So while it may seem redundant that the statistic type appears in both the bin combination and the layout object, this redundancy enables a cleaner, scalable, and safer interface for building modeling pipelines.


We are going to post in the Firecrown slack channel a pointer to this issue. If there is a consensus that a change should be made, we can move in this direction.

vitenti avatar May 02 '25 19:05 vitenti

I understand that the meta data on which n(z) goes with which statistic needs to come in somewhere. My concern is that in the example that is most relevant when trying to use firecrown for some simple modelling (the two-point generator tutorial), the bundling of n(z) and statistic happens quietly in the background and causes confusion when approaching the modelling from a physical standpoint. This is mostly a documentation issue I think, and renaming *_BIN_COLLECTION to explicitly include a reference to this being only valid for harmonic space statistics would help to avoid some of the confusion that gave raise to present issue.

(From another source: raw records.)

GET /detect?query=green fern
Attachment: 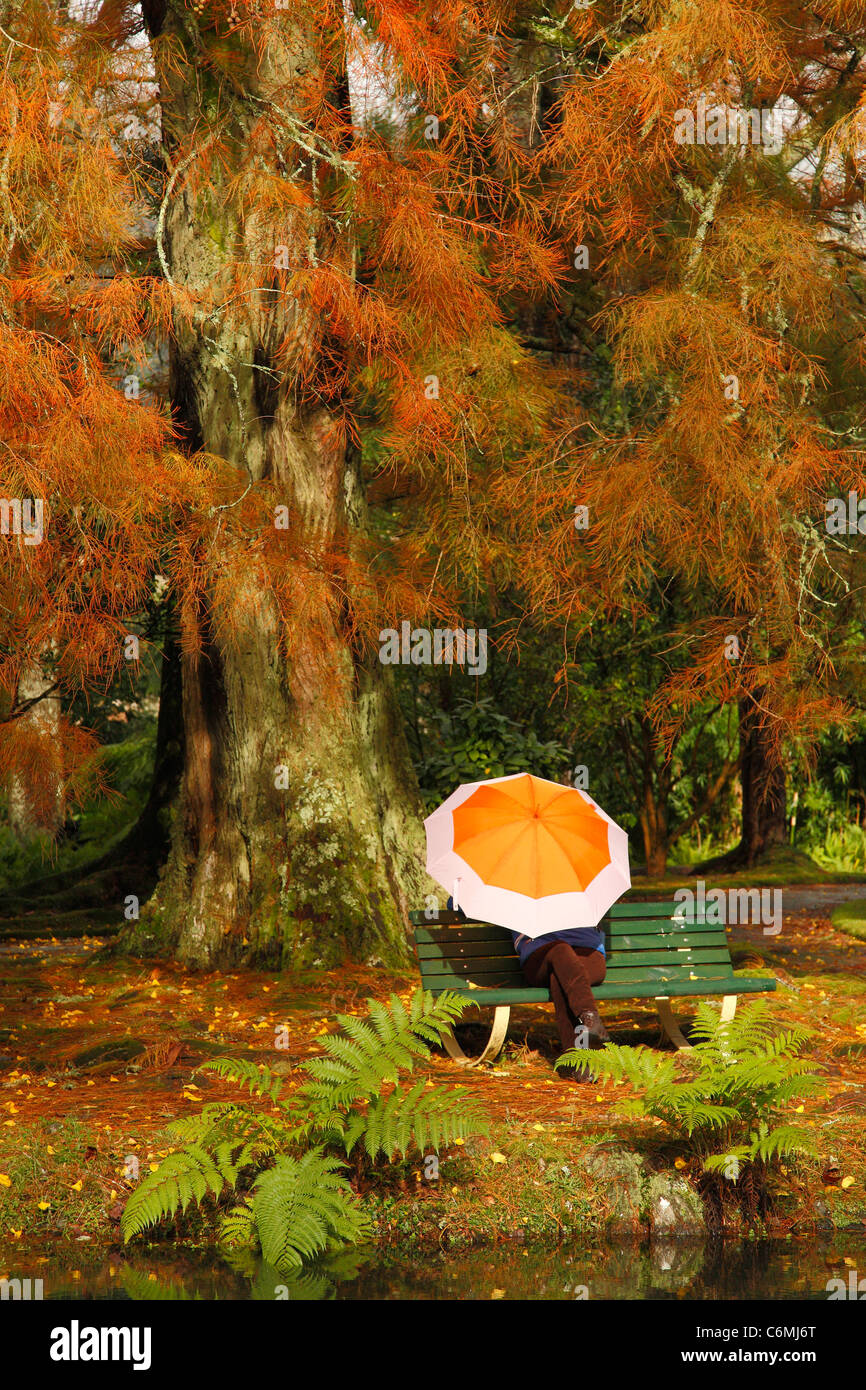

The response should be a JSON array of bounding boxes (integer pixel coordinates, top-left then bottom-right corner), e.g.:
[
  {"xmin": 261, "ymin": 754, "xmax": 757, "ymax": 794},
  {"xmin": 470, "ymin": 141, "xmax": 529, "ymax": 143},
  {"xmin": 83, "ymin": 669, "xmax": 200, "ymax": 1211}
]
[
  {"xmin": 332, "ymin": 1078, "xmax": 485, "ymax": 1160},
  {"xmin": 292, "ymin": 991, "xmax": 486, "ymax": 1158},
  {"xmin": 219, "ymin": 1199, "xmax": 258, "ymax": 1253},
  {"xmin": 297, "ymin": 990, "xmax": 468, "ymax": 1108},
  {"xmin": 250, "ymin": 1152, "xmax": 370, "ymax": 1273},
  {"xmin": 121, "ymin": 988, "xmax": 488, "ymax": 1267},
  {"xmin": 199, "ymin": 1058, "xmax": 286, "ymax": 1103},
  {"xmin": 121, "ymin": 1144, "xmax": 234, "ymax": 1241},
  {"xmin": 555, "ymin": 1000, "xmax": 824, "ymax": 1182}
]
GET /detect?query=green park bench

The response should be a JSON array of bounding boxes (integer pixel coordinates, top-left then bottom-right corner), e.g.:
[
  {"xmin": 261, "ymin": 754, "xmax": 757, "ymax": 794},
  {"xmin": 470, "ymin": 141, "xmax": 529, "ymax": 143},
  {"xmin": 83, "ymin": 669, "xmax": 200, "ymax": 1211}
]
[{"xmin": 409, "ymin": 899, "xmax": 777, "ymax": 1066}]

A minimal 3x2pt example starting with arrays for the n(z)s, from which some InferredGalaxyZDist are built explicitly with the measurement sets, with make_all_photoz_bin_combinations and producing some model predictions would be useful I believe. Right now all that information is scattered across multiple tutorials.

On a somewhat related note, is it possible to (manually) build a data vector that includes xi_plus, xi_minus, and Cl_EE that share the same systematics? So not necessarily with the automated tools like make_all_photoz_bin_combinations. Such joint analyses of multiple statistics on the same catalogue are useful to check the consistency of different statistics (see e.g. https://arxiv.org/abs/2503.19442)

tilmantroester avatar May 05 '25 12:05 tilmantroester

We will change the names of the constants (and the related functions) in InferredGalaxyZDist.py along the lines of your suggestion.

We have created an issue for the new tutorial you suggest. We have created an issue for the "related note".

marcpaterno avatar May 12 '25 20:05 marcpaterno